Perante os dados prospectivos para 2024, publicados pelo Fundo Monetário Internacional (FMI) em Janeiro deste ano, que, devido à resiliência maior do que a esperada na economia norte-americana e a vários grandes mercados emergentes e economias em desenvolvimento, bem como apoio fiscal na China, estimam um crescimento de 3,1% (0,2% acima da perspectiva apresentada três meses antes) para o ano em curso e de 3,2% para o ano seguinte, revela-se inequívoco o sentimento de recuperação do poder do Sul Global e explicam em grande parte porque é que o mundo emergente parece mais sólido e atraente que nunca, agora que o PIB – calculado com base nas taxas de paridade do poder de compra (PPC) das moedas – dos chamados países “avançados”, ou seja, o mundo ocidental mais o Japão, caiu de 61 para 37% do total, uma queda relativa de 24 pontos que corresponde exactamente ao ganho registado pelo mundo em desenvolvimento.

Esta inversão, alcançada em apenas duas gerações, representa uma redução de quase metade do peso dos países ricos e o inverso para os seus concorrentes do Sul e demonstra claramente que estes têm agora peso significativo nos principais equilíbrios económicos do mundo, mesmo que isso esteja muito longe de ser o caso em áreas tão cruciais como o da moeda e das finanças globais, o do comércio mundial ou, finalmente, o das tecnologias de ponta, que são precisamente as áreas onde agora também estão a tentar marcar posição.

Observado em termos continentais, o peso da Ásia em desenvolvimento aumentou de 9% para 36% do PIB global, um ganho de 27 pontos que ultrapassa o ganho total do mundo em desenvolvimento; só a China ganhou 17 pontos, aos quais podemos acrescentar os 6 pontos da Índia, contrabalançando a queda da América Latina, cujo peso relativo no PIB global cai de 12% para 7%. Outros perdedores foram a Europa Oriental e Mediterrânica (incluindo a Turquia), que perde 2 pontos e cai para 7% do PIB mundial e o Médio Oriente e a Ásia Central, considerados em conjunto devido ao peso dos hidrocarbonetos nas suas economias, que também diminuíram ligeiramente de 9% para 8% do PIB global.

Por último, o continente africano manteve os seus cerca de apenas 3% do PIB mundial, apesar de a sua população ter mais do que duplicado durante este período, o que ilustra claramente o drama de um continente sob forte pressão demográfica, que se traduz na multiplicação de crises políticas em quase todo o lado, da Etiópia ao Sudão, passando pelo Congo, pelo Sahel e até pelo Senegal.

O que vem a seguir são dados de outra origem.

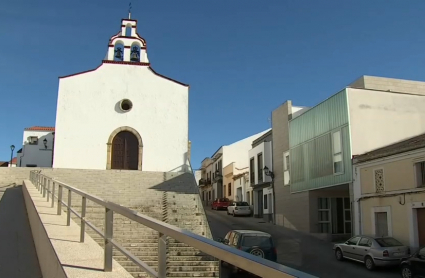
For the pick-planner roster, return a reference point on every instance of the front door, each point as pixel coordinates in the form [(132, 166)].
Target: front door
[(421, 226), (125, 151)]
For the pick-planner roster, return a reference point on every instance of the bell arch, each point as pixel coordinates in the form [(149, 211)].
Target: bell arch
[(109, 146)]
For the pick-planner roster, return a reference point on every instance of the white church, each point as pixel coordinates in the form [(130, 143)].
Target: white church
[(123, 114)]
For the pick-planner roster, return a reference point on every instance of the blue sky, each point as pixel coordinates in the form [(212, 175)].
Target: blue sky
[(242, 58)]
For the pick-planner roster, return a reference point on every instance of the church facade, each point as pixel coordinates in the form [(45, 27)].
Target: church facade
[(123, 114)]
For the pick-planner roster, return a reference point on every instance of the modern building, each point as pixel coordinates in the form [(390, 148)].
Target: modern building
[(370, 113), (260, 157), (288, 209), (212, 168), (37, 147), (389, 192), (123, 114)]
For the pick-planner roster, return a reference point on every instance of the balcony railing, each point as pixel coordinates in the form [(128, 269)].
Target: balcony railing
[(256, 265)]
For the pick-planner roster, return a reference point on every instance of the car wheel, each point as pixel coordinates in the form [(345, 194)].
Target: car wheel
[(406, 272), (338, 255), (370, 265)]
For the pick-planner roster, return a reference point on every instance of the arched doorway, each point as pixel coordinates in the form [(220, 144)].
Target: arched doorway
[(124, 149)]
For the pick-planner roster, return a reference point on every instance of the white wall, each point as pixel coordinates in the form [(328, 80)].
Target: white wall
[(379, 118), (237, 151), (36, 154), (87, 114), (266, 149)]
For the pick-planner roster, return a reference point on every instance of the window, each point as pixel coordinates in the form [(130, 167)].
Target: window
[(324, 215), (381, 224), (252, 171), (365, 242), (260, 167), (286, 168), (33, 140), (379, 180), (420, 170), (353, 241), (337, 152)]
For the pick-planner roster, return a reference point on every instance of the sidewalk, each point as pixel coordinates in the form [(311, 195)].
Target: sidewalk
[(18, 257)]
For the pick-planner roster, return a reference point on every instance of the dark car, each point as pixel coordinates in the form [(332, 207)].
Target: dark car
[(220, 203), (254, 242), (414, 266)]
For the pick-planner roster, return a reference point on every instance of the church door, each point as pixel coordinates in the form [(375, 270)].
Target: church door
[(125, 151)]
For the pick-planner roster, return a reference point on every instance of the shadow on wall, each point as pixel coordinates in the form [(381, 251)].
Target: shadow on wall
[(17, 251), (183, 183)]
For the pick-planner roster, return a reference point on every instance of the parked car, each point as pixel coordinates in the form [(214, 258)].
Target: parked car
[(256, 243), (372, 251), (239, 208), (220, 203), (414, 266)]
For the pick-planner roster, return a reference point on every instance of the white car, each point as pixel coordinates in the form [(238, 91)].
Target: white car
[(239, 208)]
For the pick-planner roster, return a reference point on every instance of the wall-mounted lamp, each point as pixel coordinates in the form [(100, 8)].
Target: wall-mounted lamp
[(268, 172)]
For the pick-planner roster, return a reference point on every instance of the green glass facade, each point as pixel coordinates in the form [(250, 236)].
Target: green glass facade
[(320, 152)]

Dito isto importa referir a distorção nestes resultados introduzida pelo peso excessivo dos gigantes China e Índia, que sozinhos representam quase 40% da população mundial, mesmo sabendo-se que, isoladamente, nenhum deles tem muito peso contra os países do Norte e que a sua rivalidade está em crescendo e a tornar-se sistémica, factos que os levam a procurar o apoio do resto do mundo em desenvolvimento.

Toda esta dinâmica ajuda a compreender melhor a convulsão em curso na cena económica e geopolítica internacional, onde os países emergentes ou em desenvolvimento já não querem ser simples peões no tabuleiro de xadrez de uma divisão internacional do trabalho, gizada para exclusivo benefício dos países ricos e sustentada pelas regras do jogo que eles definidas e aplicadas pela OMC (Organização Mundial do Comércio) ou o FMI.

Tradicionalmente divididos, os países em desenvolvimento parecem estar a aproveitar a oportunidade da inversão do equilíbrio de poder, avaliado em termos de peso e dinamismo económico, para se unirem (componente geopolítica) e implementarem um novo estilo de estratégias económicas mais voluntariosas.